How to extract Address data type in Document manager or taxanomy in multiple lines

Hi Guys,

We see in taxanomy we have data type as address and in document manager it is multi line string. But when the address entity/label is extracted it is returned as string. Is there way to fetch in the same way it has extracted like multi line?

Thanks,
Aravind

Hi @aravindbalineni123

If there is possible definite format for the address then Regex-Based Extractor can return a multi-line address if the regex pattern is designed to capture the line breaks.
Else postprocessing is the best way

Hope this helps!

Actually the address is being extracted properly. But its returned as a single line. For example: The address in the receipt document is like below:
The Taj Mahal Palace,
Apollo Bandar, Colaba,
Mumbai, Maharashtra 400001.

The output string returned is concatenated lines of the above. The Taj Mahal Palace, Apollo Bandar, Colaba, Mumbai, Maharashtra 400001.

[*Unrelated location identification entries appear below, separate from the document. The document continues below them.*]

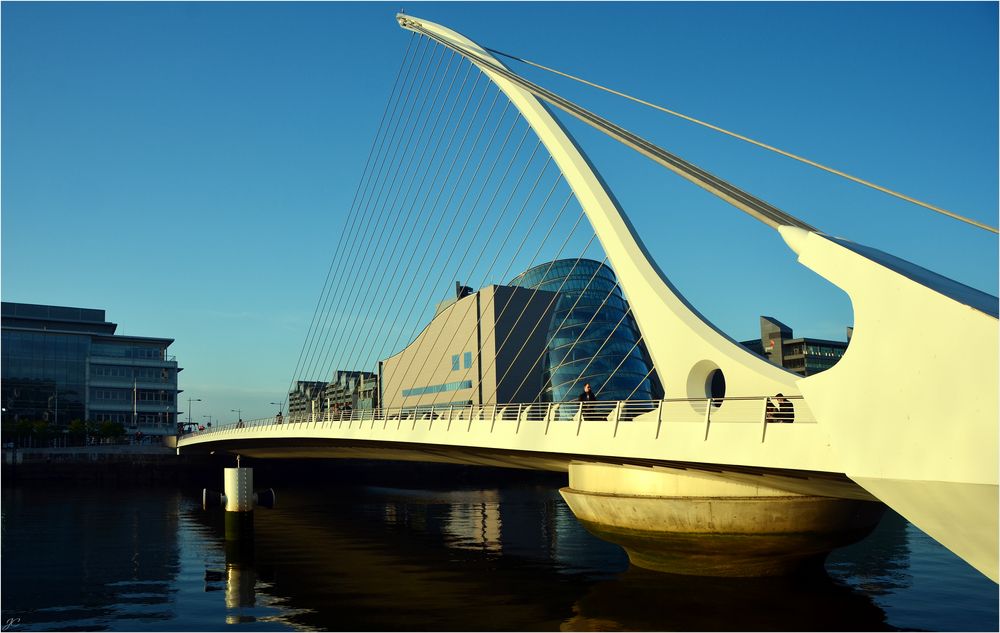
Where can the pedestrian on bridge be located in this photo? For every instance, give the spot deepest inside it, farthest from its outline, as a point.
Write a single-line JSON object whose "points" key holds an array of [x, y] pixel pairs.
{"points": [[586, 398]]}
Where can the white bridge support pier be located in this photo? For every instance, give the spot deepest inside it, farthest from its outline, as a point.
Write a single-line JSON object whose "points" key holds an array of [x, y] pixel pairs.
{"points": [[693, 523], [916, 427]]}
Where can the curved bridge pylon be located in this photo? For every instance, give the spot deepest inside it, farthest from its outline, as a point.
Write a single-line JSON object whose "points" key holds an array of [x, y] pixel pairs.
{"points": [[914, 426]]}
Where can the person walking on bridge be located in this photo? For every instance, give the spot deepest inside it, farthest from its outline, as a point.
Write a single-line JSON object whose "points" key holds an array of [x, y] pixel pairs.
{"points": [[586, 398]]}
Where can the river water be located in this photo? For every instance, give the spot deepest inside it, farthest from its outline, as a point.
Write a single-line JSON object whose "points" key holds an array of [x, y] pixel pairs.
{"points": [[455, 556]]}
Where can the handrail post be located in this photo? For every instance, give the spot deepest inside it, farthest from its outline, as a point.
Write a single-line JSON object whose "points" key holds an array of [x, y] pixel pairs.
{"points": [[763, 420], [708, 415]]}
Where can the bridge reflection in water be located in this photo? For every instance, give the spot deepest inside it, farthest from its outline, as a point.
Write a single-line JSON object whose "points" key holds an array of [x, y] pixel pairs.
{"points": [[515, 559]]}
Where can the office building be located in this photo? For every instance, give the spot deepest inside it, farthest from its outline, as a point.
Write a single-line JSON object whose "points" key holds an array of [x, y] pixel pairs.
{"points": [[592, 336], [540, 338], [62, 364]]}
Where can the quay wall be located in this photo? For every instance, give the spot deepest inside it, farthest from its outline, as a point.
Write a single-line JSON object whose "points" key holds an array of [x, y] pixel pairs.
{"points": [[110, 464]]}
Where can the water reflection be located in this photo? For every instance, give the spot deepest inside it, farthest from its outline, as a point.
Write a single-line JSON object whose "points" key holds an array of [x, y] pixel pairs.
{"points": [[509, 557], [425, 560], [641, 600], [84, 559]]}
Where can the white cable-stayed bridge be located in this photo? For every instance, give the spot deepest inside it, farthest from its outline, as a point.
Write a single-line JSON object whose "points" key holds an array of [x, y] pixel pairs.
{"points": [[687, 446]]}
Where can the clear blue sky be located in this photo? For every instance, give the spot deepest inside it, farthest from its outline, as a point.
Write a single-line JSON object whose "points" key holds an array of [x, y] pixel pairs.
{"points": [[187, 166]]}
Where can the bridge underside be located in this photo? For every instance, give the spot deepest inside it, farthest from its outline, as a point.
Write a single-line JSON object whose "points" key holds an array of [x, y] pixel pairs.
{"points": [[794, 481]]}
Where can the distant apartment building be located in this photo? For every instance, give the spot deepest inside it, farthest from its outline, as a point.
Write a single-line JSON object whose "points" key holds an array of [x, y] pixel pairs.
{"points": [[61, 364], [349, 389], [306, 398], [804, 356]]}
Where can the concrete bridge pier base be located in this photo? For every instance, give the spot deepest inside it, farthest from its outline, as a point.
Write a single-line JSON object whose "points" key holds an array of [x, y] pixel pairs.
{"points": [[694, 523]]}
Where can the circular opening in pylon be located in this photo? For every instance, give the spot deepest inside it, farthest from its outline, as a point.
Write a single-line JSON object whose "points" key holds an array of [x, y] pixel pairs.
{"points": [[715, 387], [706, 380]]}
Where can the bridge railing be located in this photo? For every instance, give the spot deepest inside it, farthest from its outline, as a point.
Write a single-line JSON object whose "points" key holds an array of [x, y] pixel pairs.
{"points": [[762, 410]]}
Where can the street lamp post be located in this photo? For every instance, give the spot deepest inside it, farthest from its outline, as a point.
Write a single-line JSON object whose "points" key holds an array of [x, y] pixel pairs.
{"points": [[190, 400]]}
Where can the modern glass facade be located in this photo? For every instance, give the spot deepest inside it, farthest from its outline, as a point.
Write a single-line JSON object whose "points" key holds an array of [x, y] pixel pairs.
{"points": [[593, 337], [62, 364]]}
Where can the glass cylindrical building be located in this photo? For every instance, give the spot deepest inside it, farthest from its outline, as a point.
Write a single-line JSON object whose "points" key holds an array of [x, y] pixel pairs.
{"points": [[592, 335]]}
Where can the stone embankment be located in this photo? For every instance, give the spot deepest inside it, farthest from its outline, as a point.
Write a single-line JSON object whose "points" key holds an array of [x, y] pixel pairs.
{"points": [[115, 463]]}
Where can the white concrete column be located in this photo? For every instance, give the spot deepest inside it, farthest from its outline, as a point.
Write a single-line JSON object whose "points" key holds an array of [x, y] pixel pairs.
{"points": [[239, 489]]}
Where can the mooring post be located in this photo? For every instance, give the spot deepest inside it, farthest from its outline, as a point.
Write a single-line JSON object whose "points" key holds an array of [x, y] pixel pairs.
{"points": [[239, 500]]}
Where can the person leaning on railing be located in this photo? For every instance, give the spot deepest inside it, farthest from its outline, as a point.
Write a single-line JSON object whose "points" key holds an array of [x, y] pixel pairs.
{"points": [[587, 397], [779, 409]]}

But I want the data to be returned or postprocessed in the same way it extracted. Since the multiline option enabled in Document Manager. I want to know if there is way to have them spearated.

Think so this is only possible by using Regex-based-extractor… example: for above text you mentioned you can extract it by using the regex :“(?<=below:)\n.^star\n.^star\n.*” and the output will be multiline. It may have some Cons please look into it.

Sharing my point of view, hope this helps
cheers

Yeah, but the format is never the same that’s the reason I opted for the Document Understanding extractor. We deal with cross-countries invoices and receipts.

The address can be extracted from the unformatted fields in extractionresults.

This topic was automatically closed 3 days after the last reply. New replies are no longer allowed.